After experiencing his first game with the team, a game against the Dallas Cowboys that required their overcoming a double-digit deficit, a game-winning drive, and a defensive stop at the end, he expressed the fact that the losing mentality he had grown to adopt with the Jets kicked in, and he realized that all of his new Pittsburgh Steelers teammates were much more calm and collected on the sideline.
Several weeks on, however, it seems as though Williamson has gotten used to winning, as he said on his Tuesday radio appearance on The Fan that his reaction to the Steelers’ first loss of the year was shock. “Really wasn’t expecting us to lose. But we didn’t play our best football yesterday, and that’s what happens. The end result is that we lost”, he told his hosts.
Losing is, of course, familiar territory for him, as mentioned, though he had been on a couple of competent teams with the Tennessee Titans before finding what is essentially the bottom of the barrel that is playing for the Jets.
The Steelers are the third organization for which he has played professionally, and with each passing week it appears that he is growing more comfortable in their culture and their system. He still has four more games in the regular season and however many they might have in the postseason to make an impression.

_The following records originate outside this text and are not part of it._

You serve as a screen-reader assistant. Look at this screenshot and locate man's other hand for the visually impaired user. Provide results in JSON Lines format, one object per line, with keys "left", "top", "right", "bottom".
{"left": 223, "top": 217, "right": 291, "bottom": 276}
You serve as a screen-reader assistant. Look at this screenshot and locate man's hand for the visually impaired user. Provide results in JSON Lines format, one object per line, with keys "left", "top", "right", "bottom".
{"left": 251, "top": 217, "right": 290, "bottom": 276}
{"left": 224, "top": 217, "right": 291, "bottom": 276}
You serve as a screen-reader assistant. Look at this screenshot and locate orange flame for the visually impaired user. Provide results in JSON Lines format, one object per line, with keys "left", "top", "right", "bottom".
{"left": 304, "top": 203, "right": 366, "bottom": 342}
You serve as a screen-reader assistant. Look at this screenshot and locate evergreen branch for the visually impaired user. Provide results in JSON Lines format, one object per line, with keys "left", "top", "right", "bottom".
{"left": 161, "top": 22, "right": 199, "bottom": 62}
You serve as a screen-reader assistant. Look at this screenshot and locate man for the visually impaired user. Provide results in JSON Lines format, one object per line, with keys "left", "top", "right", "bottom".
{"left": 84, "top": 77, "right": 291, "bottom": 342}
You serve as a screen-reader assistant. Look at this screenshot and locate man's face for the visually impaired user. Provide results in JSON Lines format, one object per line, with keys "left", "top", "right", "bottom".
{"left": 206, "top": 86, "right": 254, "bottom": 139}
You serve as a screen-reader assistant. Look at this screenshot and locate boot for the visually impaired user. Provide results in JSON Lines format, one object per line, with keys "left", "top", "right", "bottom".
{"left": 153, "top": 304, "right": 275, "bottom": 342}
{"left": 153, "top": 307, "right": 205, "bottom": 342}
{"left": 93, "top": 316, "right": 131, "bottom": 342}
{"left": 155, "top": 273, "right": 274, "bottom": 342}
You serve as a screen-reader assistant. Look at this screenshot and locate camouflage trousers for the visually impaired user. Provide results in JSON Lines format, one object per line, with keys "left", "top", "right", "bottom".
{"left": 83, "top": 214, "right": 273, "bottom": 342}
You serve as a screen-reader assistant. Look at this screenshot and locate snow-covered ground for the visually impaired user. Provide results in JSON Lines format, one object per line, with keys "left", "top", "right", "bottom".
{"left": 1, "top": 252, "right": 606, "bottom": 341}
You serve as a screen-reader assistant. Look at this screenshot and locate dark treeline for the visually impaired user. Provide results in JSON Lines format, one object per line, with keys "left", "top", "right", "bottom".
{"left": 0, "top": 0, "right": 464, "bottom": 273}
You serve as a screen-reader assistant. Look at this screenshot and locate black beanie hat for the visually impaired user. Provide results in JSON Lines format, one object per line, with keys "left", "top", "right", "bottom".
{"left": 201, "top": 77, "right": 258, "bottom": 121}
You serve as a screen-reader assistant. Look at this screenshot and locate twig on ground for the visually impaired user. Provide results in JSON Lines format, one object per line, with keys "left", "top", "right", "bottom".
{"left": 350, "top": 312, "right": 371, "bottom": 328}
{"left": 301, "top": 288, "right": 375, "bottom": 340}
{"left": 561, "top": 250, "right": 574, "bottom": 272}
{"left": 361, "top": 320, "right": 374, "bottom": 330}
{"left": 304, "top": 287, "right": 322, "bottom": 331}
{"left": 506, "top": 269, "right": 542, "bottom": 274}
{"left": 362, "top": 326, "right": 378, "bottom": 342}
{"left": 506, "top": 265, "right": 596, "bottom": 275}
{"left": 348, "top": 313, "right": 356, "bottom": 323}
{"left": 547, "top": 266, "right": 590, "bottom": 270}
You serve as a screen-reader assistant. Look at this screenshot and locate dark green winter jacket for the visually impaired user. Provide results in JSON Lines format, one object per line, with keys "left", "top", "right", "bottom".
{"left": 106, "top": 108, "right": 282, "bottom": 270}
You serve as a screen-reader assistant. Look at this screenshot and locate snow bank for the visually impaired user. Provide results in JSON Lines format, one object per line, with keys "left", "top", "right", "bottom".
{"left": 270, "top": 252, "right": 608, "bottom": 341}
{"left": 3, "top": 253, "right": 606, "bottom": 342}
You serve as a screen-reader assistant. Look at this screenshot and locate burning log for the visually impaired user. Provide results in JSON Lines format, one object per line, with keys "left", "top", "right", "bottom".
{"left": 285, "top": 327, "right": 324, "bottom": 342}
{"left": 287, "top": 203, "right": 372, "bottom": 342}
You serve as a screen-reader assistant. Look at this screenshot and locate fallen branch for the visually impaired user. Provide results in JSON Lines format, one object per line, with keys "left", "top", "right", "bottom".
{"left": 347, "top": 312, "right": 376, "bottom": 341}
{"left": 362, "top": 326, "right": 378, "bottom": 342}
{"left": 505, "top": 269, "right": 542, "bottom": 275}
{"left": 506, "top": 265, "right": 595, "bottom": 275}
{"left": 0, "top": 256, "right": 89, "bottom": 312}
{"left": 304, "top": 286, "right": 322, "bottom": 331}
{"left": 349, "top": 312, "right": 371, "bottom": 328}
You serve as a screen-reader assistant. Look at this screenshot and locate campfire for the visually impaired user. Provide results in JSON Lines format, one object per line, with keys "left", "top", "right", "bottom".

Of course, given the team’s salary cap situation, and the fact that they already have two starting linebackers in Devin Bush and Vince Williams, don’t make it incredibly likely that they would actually re-sign him after this year. they also have Robert Spillane and Ulysees Gilbertt III, even if they literally have none of those guys available right now, for a variety of reasons.
Williamson has gone from being shocked to win to now being shocked to lose. I would be inclined to call that a successful transition. It’s important to expect to win whenever you’re on the field. It’s not going to win games all by itself, but when you have confidence in your ability to pull through, it makes a difference.